Maybe it's the hair.
I met Michael salsa dancing, then later stumbled upon him at Starbucks on campus. He holds the unique perspective of knowing me as a social dancer first, then as a student. Perhaps unaware, he knew the softest place of my heart, before learning the tougher aspects of my being. His dancing lead is soft, his eyes look softly, his hair is soft to touch. It is so rare to find.
Michael is fascinated with the human brain. Its plasticity amazes him: how the brain can grow and branch out beyond itself. When he talks about his studies, it's less about hard-fact science, but leaves an impression of awe and wonder. He likes billowy cursive writing from an inky pen; words weigh with meaning in his mind.
He's a Guatamalteco, but he doesn't claim much attachment to his ethnic roots. Micahel is aware that many people are tied to their heritage emotionally, but to him, "It never really helped me."
Rather, he enjoys spending time alone. Although not actively involved in any social groups, he cherishes the time he spends with individuals. Michael's picky for the right reasons: he values his time and energy.

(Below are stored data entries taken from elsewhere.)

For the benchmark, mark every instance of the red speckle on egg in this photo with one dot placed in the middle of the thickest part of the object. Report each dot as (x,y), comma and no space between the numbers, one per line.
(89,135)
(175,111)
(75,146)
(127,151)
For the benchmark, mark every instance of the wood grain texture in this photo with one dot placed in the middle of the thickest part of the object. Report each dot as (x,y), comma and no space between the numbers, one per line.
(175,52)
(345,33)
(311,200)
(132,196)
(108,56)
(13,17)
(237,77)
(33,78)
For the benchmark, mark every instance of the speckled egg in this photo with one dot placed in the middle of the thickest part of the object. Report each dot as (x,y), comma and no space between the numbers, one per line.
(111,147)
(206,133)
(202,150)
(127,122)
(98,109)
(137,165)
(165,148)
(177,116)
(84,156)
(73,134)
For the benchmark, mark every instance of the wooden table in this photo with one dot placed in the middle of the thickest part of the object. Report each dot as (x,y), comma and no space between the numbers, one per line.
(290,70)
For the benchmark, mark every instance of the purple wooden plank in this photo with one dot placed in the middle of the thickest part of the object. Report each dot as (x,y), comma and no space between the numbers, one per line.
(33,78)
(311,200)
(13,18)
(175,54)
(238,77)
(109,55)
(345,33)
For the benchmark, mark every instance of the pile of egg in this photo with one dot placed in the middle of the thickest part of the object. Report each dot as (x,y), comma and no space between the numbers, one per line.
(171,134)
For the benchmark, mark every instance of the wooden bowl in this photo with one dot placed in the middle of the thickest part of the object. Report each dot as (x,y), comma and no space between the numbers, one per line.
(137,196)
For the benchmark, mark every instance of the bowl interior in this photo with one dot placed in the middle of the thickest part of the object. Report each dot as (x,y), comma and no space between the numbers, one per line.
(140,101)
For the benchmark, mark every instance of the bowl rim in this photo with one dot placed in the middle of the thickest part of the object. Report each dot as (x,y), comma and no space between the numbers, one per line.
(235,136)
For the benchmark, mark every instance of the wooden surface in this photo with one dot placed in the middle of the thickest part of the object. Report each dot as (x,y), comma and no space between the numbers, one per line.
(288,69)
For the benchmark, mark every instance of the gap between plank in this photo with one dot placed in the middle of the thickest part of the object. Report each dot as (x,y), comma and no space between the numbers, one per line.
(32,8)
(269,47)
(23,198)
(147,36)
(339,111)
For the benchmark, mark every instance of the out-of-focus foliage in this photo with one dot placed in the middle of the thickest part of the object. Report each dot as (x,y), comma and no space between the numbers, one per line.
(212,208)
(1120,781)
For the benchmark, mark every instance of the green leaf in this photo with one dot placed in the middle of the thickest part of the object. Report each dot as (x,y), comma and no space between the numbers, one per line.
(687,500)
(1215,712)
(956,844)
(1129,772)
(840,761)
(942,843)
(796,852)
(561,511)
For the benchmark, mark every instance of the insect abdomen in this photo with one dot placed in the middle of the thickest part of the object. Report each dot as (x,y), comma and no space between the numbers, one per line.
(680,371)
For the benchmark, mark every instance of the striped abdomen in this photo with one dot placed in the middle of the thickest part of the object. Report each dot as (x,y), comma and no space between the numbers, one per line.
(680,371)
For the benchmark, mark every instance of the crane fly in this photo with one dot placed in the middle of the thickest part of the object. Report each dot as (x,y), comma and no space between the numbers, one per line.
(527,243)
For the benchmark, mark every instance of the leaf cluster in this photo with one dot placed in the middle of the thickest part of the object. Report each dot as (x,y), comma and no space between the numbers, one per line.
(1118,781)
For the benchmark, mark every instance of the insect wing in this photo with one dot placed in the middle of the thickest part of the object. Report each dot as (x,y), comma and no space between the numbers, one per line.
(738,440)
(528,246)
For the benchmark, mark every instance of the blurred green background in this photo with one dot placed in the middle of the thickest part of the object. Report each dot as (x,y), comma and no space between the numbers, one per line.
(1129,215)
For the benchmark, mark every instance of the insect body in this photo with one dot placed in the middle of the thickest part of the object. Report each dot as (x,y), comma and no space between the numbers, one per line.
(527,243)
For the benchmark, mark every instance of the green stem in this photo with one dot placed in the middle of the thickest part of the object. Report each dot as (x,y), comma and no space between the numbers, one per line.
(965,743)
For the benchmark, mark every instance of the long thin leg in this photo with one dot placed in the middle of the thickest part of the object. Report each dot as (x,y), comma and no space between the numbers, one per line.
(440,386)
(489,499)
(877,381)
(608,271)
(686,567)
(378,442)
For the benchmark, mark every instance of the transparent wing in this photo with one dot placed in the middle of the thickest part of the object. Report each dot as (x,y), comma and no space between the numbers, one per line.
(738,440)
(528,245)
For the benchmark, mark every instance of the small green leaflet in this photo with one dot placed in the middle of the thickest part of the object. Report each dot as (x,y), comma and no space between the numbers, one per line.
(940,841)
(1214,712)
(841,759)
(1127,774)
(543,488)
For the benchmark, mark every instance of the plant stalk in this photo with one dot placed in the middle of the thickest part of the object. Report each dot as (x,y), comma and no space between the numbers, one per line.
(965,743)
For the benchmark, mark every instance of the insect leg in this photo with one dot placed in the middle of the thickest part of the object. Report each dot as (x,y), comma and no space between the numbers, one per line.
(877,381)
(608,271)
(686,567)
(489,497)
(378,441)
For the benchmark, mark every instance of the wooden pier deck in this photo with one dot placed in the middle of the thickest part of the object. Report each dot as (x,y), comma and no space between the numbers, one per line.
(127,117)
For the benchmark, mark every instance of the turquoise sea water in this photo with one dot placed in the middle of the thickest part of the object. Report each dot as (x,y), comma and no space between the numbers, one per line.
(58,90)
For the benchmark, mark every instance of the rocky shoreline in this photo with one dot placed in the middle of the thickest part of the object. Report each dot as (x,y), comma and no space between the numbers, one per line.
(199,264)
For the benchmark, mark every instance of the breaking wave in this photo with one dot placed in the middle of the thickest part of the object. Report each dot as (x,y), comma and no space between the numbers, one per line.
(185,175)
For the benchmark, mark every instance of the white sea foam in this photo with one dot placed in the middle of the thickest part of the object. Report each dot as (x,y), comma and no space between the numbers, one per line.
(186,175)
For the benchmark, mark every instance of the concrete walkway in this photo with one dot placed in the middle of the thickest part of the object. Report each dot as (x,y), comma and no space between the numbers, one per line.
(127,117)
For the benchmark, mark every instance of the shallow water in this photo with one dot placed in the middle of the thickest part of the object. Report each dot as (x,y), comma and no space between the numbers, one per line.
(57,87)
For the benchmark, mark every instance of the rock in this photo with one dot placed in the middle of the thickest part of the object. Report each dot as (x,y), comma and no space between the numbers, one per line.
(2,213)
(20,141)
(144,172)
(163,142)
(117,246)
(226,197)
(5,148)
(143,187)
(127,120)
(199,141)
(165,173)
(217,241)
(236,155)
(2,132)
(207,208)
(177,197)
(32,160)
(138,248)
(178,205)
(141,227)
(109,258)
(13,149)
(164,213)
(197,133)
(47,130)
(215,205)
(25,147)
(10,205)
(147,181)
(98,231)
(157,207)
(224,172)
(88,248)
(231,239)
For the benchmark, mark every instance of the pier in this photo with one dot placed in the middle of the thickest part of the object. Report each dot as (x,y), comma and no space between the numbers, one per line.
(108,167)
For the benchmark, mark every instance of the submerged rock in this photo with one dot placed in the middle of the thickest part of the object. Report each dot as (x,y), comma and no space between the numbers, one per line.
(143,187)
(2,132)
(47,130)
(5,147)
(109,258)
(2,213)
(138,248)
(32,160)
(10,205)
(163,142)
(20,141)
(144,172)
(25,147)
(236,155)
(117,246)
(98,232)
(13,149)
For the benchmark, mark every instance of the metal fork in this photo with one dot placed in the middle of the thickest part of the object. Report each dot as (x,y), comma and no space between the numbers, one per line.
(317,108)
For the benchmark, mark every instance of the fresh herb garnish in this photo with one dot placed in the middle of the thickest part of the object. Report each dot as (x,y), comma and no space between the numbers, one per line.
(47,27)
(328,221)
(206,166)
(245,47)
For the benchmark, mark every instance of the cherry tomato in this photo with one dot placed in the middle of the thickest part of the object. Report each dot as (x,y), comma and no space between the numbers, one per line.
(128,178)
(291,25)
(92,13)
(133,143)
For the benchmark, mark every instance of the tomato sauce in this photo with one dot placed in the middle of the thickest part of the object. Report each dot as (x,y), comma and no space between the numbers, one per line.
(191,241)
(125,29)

"I come, but then I leave."
His commute from Seal Beach to UCI is a bit of a hassle, but it's worth it. One can find him in the Ayala Science Library, backpack at his side. When he's not studying, he's working as a kids' soccer coach.
Michael likes having long hair because he can do different things with it--it can be tied up, let down, or hidden under a knit beanie. It doesn't threaten his masculinity. What matters is underneath, anyways. If the brains come first, beauty comes naturally after.